Wife, mother and natural health and wellness enthusiast. When I'm not dabbling in natural stuff, I like to eat brie with onion chutney and mull over a good "coincidence" theory. Cooking up a nutritious storm, books with real pages and being barefoot are a few of my favourite things.

  • Tammy says:

    Oh my that Elderflower cordial looks so good and seems to be very healthy and good for you. I’m going to give it a try for my allergies and get all of the other benefits you mentioned. I love homemade lemonade too!

    Artificial sweeteners are so bad and I’m glad you are writing about them. I avoid all of them…

    Thanks for another informative post! 🙂

    • Lace says:

      Oh the elderflower cordial is just delish Tammy! I hope you enjoy it and all it’s health benefits. Glad you enjoyed this post, keep up the avoidance of those artificial sweeteners!

  • Steven says:

    Hi Lace!

    We make this elderflower liqueur as a replacement for St. Germain as it can be very expensive. We also make our own Limoncello. Here is the recipe we use for our homemade St. Germain 🙂


    10-20 fresh elderflowers (dried elderflowers will also work)
    750 ml bottle vodka
    3 slices lemon
    1/4-1/2 cup honey or sugar (optional)

    Cut the elderflowers off the stem into a quart sized jar until it is almost full.

    Pour the bottle of vodka over the elderflowers, then top with the slices of lemon to keep the flowers under the vodka.

    Cover the jar with a lid and put it in a cool and dark place for 2-4 weeks.

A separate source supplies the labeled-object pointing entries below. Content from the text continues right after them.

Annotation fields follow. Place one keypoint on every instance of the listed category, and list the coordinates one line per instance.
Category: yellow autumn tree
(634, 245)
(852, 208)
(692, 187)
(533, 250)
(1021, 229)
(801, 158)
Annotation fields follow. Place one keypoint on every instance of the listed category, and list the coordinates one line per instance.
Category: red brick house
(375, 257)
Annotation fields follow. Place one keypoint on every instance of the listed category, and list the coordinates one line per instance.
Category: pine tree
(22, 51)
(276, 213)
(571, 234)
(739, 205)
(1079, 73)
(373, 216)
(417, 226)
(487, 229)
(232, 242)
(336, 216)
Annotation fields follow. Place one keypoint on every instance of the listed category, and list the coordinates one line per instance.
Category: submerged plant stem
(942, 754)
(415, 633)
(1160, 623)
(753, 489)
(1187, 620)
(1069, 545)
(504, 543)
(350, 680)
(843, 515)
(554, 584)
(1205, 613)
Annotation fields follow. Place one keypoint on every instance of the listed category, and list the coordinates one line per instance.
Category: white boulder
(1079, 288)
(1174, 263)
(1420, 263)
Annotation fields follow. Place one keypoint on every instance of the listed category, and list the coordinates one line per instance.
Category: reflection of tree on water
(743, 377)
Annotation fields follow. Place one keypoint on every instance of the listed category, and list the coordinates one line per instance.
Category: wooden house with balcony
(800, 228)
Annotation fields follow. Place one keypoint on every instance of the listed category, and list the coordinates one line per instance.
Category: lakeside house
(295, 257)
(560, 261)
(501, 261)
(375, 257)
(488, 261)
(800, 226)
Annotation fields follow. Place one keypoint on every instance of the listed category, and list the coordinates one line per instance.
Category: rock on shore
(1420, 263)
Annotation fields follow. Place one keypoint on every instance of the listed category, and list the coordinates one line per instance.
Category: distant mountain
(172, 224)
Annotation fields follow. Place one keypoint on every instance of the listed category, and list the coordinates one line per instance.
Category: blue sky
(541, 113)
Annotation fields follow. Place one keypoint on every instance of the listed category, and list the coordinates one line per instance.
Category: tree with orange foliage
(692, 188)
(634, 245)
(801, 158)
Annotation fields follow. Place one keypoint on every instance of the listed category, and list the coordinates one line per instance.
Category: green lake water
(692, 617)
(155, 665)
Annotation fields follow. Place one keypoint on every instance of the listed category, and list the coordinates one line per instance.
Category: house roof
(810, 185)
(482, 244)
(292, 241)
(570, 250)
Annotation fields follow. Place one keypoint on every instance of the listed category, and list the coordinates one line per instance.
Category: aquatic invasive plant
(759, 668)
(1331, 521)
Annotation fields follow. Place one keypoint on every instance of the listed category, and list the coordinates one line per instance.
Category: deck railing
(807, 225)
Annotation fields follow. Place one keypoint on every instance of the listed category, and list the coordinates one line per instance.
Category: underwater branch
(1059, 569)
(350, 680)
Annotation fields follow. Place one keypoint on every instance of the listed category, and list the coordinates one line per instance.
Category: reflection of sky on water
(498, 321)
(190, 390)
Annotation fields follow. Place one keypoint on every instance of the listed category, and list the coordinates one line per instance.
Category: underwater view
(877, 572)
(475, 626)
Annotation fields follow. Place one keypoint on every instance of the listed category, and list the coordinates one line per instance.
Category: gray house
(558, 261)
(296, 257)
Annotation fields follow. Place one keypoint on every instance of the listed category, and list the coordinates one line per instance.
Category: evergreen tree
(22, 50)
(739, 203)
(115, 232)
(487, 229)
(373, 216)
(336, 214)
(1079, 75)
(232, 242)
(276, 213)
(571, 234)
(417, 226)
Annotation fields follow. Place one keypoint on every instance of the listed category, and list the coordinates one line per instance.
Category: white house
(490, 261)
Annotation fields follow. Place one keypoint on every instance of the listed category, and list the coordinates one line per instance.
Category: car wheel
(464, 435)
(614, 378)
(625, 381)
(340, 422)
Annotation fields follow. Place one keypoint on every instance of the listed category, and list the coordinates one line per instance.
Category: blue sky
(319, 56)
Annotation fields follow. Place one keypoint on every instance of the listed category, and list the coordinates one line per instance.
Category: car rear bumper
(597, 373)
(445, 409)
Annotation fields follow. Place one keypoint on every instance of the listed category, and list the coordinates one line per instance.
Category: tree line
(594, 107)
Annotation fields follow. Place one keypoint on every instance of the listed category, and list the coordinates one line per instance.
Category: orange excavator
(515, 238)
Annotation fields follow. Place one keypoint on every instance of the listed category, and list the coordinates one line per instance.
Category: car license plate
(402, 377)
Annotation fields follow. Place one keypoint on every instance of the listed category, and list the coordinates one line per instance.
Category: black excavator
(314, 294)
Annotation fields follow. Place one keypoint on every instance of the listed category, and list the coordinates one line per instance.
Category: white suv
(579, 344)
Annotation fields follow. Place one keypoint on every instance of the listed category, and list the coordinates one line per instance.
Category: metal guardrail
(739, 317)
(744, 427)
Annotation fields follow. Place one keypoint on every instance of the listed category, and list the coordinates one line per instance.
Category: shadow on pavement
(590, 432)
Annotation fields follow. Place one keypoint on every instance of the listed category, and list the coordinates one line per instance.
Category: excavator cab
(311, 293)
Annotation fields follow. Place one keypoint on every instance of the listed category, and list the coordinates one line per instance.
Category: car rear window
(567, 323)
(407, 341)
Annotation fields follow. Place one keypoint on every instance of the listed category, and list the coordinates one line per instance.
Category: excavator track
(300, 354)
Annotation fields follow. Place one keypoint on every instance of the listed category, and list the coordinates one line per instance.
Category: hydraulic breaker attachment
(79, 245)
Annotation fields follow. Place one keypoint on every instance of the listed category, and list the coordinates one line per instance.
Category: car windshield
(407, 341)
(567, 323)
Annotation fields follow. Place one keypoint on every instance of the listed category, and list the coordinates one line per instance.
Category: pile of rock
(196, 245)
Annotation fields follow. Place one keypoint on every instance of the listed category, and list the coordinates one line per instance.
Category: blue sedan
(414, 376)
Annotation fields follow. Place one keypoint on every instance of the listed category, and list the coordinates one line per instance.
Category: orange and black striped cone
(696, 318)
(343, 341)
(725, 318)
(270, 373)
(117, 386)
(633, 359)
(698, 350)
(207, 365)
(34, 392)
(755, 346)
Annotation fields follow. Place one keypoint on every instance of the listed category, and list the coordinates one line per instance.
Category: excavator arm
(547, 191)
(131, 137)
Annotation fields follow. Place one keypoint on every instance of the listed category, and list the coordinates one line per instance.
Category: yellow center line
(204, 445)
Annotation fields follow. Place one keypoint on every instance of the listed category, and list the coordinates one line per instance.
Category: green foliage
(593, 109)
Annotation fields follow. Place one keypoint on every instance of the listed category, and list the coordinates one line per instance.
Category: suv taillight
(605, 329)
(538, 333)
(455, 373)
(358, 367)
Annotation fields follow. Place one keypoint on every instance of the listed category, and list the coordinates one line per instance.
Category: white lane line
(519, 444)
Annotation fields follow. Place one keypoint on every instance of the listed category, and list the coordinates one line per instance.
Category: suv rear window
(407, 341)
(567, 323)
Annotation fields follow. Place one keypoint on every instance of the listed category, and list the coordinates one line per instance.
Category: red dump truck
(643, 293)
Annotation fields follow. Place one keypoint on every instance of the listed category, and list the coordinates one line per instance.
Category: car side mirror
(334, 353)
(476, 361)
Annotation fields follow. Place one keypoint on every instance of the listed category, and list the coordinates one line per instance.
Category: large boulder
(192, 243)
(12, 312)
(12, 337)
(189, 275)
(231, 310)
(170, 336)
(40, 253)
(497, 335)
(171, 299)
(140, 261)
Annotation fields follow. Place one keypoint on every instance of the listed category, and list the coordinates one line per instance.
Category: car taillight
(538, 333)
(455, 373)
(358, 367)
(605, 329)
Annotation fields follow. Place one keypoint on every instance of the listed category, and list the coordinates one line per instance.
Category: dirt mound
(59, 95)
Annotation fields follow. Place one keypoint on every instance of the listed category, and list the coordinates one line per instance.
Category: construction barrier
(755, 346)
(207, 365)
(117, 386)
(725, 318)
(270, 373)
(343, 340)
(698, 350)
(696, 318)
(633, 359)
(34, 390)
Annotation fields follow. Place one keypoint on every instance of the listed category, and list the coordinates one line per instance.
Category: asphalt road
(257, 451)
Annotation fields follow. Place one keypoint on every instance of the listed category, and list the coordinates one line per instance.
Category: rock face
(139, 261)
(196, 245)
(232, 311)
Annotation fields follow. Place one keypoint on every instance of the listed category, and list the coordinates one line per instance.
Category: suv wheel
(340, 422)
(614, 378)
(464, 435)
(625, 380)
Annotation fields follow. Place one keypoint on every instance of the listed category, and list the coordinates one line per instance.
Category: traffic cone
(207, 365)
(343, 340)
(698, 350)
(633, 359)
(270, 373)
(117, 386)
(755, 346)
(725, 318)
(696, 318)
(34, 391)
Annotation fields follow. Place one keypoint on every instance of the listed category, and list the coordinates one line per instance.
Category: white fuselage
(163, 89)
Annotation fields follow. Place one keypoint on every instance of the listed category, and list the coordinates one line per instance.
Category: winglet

    Strain out the elderflowers with a fine mesh sieve, then add the optional honey or sugar and stir well or shake to combine.

    It can be consumed right away or aged longer if desired. It will keep indefinitely.

    • Lace says:

      Fantastic recipe Steve, thank you so much for sharing it with me. I will be giving this a whirl next year when the elderflowers return. I’m glad to see it keeps for a long time too. It sounds delish!

  • Steven says:

    Hi Lace!

    Your articles never cease to amaze me. I never, ever, ever put crap into my body and your article explains in detail why. But better then just explaining why we shouldn’t ever consider using artificial sweeteners you go into all the wonderful ways to make delicious and mouth watering treats! I’m a huge fan of elderflower Liqueur and can’t wait to make my own…and homemade lemonade! It’s the best! Thanks for this great post. I’ll be checking back in for sure!

    • Lace says:

      Hi Steve,

      It’s great to hear from you again. I feel it’s only helpful to offer healthy alternatives to all the crap that’s on offer. It’s all good and well saying ‘blah is bad’ and why but without an alternative to try it’s easy to feel lost. I want to make your life easier as well as healthier 🙂

      Elderflower liqueur? Do share your recipe with me, it sounds divine! You’re right, homemade lemonade rocks. We’re making more tomorrow!